What Marra does beautifully in this novel is elevate individual lives giving them a nobility and honouring them in a way that the statistics of war leave out. In a way similar to how the character of Akhmed memorialises the “disappeared” of his village by drawing portraits of those who have been taken and posting them around the streets and forest, Marra presents dynamic descriptions of striking individuals who would otherwise be ignored and forgotten. The author also shows the connections which join people together even in the most desolate circumstances. There is a distillation of feeling so that people understand what is really necessary. “Love, she learned, could reduce its recipient to an essential thing, as important as food or shelter, whose presence is not only longed for but needed.” There is a tenderness found between some of the characters in this novel more believable and hard-won than in many other books I've read.
Marra also meditates on the philosophical meaning of love.

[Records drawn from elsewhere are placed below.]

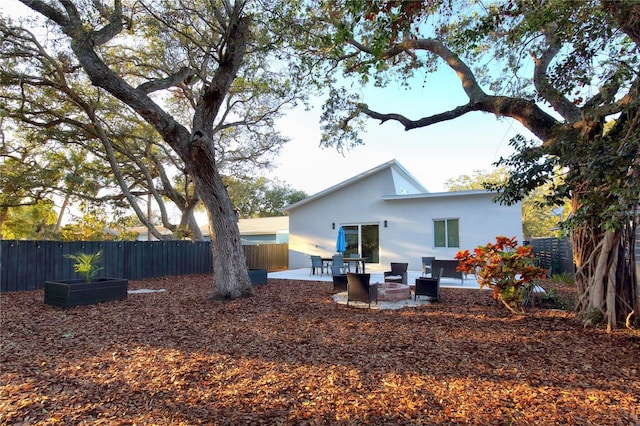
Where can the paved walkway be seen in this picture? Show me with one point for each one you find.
(377, 275)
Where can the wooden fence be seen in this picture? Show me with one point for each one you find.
(26, 265)
(554, 253)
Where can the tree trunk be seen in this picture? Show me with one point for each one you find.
(231, 278)
(605, 277)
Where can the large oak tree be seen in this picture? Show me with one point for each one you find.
(560, 68)
(204, 46)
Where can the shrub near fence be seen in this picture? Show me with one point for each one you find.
(554, 253)
(26, 265)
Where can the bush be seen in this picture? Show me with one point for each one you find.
(504, 267)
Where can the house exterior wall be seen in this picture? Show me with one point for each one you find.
(311, 225)
(409, 232)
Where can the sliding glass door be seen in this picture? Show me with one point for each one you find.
(363, 240)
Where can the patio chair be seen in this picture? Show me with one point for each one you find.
(359, 289)
(397, 274)
(357, 256)
(429, 287)
(339, 264)
(316, 262)
(426, 265)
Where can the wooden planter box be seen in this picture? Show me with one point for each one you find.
(69, 293)
(258, 276)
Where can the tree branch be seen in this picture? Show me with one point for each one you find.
(182, 75)
(566, 108)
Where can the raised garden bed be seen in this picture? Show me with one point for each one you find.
(69, 293)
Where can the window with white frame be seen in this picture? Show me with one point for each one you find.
(446, 232)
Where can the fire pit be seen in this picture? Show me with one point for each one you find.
(392, 292)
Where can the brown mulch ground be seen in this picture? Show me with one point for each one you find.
(290, 355)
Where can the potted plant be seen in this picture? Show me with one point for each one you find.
(88, 290)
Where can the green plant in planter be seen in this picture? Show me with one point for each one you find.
(87, 264)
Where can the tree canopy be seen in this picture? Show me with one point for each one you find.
(560, 68)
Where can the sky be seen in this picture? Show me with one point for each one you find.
(432, 154)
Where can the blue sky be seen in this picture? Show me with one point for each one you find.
(432, 154)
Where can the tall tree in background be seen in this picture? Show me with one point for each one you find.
(538, 218)
(560, 68)
(261, 197)
(54, 103)
(204, 46)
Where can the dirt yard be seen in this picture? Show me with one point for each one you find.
(291, 356)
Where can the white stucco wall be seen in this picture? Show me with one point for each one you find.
(310, 225)
(409, 232)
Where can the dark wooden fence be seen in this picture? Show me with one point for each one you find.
(26, 265)
(554, 253)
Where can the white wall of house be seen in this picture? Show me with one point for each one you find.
(409, 235)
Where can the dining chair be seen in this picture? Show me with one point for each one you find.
(354, 255)
(426, 264)
(338, 263)
(316, 262)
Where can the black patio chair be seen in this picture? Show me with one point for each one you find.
(426, 264)
(316, 262)
(397, 274)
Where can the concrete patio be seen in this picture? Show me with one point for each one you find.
(377, 275)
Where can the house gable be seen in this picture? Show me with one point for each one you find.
(392, 218)
(399, 182)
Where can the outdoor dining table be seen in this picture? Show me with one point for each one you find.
(356, 260)
(327, 261)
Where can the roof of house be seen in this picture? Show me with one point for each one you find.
(392, 164)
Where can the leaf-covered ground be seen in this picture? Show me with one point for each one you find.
(290, 355)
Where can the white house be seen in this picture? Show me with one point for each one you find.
(388, 216)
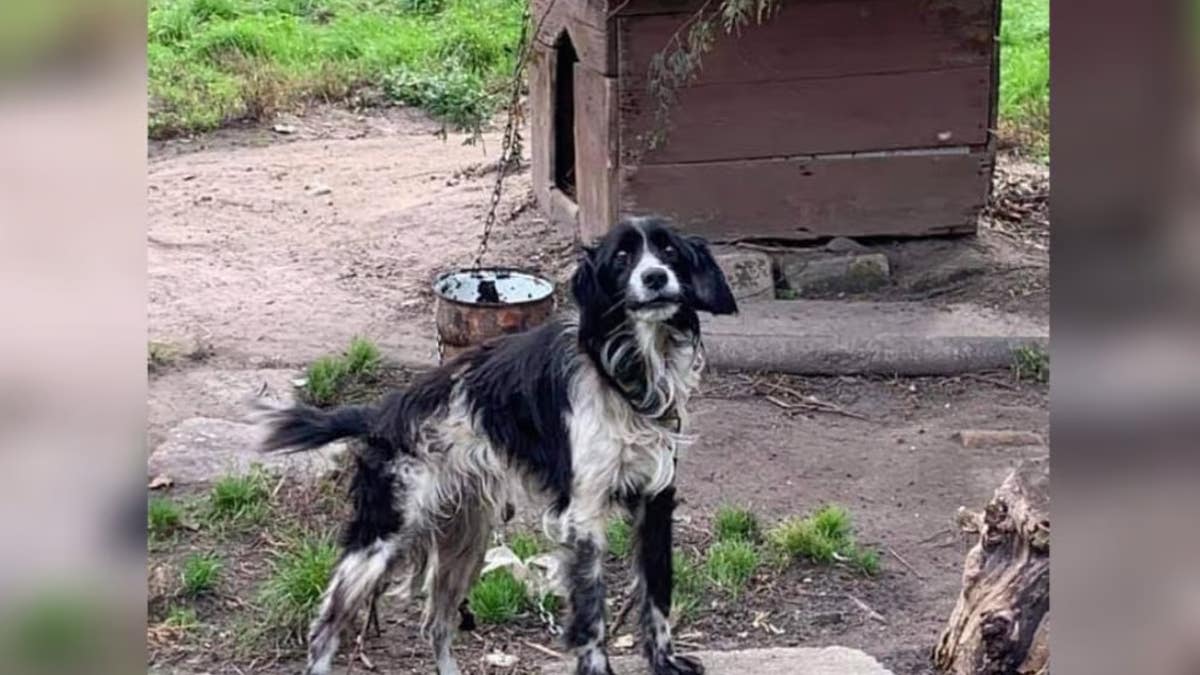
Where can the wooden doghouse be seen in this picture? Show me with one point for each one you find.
(834, 118)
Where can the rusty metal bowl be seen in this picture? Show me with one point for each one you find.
(475, 305)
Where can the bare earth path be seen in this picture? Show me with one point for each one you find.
(273, 250)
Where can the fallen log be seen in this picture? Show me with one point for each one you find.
(1001, 621)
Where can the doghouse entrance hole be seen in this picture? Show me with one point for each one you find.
(564, 114)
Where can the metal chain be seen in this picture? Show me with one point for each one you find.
(510, 136)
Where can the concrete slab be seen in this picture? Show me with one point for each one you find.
(201, 449)
(780, 661)
(852, 338)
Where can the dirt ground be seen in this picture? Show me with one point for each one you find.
(251, 260)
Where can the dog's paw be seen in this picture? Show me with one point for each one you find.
(677, 664)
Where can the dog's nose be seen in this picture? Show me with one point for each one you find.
(654, 279)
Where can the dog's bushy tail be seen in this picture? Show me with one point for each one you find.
(304, 428)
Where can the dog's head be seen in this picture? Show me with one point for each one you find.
(645, 270)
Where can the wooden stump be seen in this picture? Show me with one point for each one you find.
(1001, 622)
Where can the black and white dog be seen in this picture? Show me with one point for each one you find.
(580, 416)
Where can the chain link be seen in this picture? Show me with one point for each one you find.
(509, 139)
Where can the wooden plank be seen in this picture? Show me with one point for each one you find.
(809, 117)
(912, 193)
(827, 39)
(591, 40)
(541, 142)
(595, 155)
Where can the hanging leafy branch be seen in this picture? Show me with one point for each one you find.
(682, 58)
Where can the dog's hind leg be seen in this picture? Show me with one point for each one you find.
(653, 565)
(354, 579)
(461, 547)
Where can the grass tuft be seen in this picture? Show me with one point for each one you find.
(299, 574)
(1032, 363)
(181, 617)
(825, 537)
(498, 597)
(201, 574)
(329, 378)
(215, 61)
(621, 537)
(240, 499)
(735, 524)
(731, 565)
(163, 518)
(688, 590)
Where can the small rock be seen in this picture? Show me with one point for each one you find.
(827, 275)
(984, 438)
(845, 245)
(501, 659)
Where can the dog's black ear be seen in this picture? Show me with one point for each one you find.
(711, 290)
(585, 284)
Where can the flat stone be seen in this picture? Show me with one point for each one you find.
(960, 264)
(778, 661)
(845, 245)
(202, 448)
(810, 275)
(748, 272)
(857, 338)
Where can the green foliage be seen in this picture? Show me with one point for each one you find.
(498, 597)
(731, 565)
(621, 537)
(735, 524)
(299, 575)
(240, 499)
(163, 517)
(201, 574)
(525, 545)
(1032, 363)
(689, 587)
(183, 617)
(329, 378)
(213, 61)
(825, 537)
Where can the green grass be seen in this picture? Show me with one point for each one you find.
(735, 524)
(1025, 73)
(241, 499)
(621, 537)
(731, 565)
(214, 61)
(201, 574)
(299, 574)
(328, 378)
(498, 597)
(825, 537)
(183, 617)
(1032, 363)
(688, 590)
(163, 518)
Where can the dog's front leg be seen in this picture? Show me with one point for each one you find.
(585, 575)
(654, 580)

There is often an assumption that the person we love is someone we discover. However, he counters that “Perhaps our deepest love is already inscribed within us, so its object doesn't create a new word but instead allows us to read the one written.” I've meditated a while on this statement and I think it has multiple meanings. You could take it as having a romantic notion that the person you love was always a part of you. Or it's possible to interpret it as meaning that love reveals something about one's own essential self that the self doesn't understand without this connection. In any case, it's a fascinating way to think about the interplay between love as a projection of feeling and an emotion that leads to personal revelation.
As well as showing the deeply-felt personal stories of the individuals Marra also hints at the mercilessness of life in the grander scale of things. In one chilling statement he surmises “There is something miraculous in the way the years wash away your evidence, first you, then your friends and family, then the descendants who remember your face, until you aren't even a memory, you're only carbon, no greater than your atoms, and time will divide them as well.” No matter how much anyone strives to leave their mark on the world through accomplishments or progeny we'll all eventually be reduced down to the essential elements which are recycled and distributed again throughout the universe. It's only when considering the agonizing pain people are capable of causing each other as cited in this novel that such a cold hard truth can be considered consoling rather than horrifying.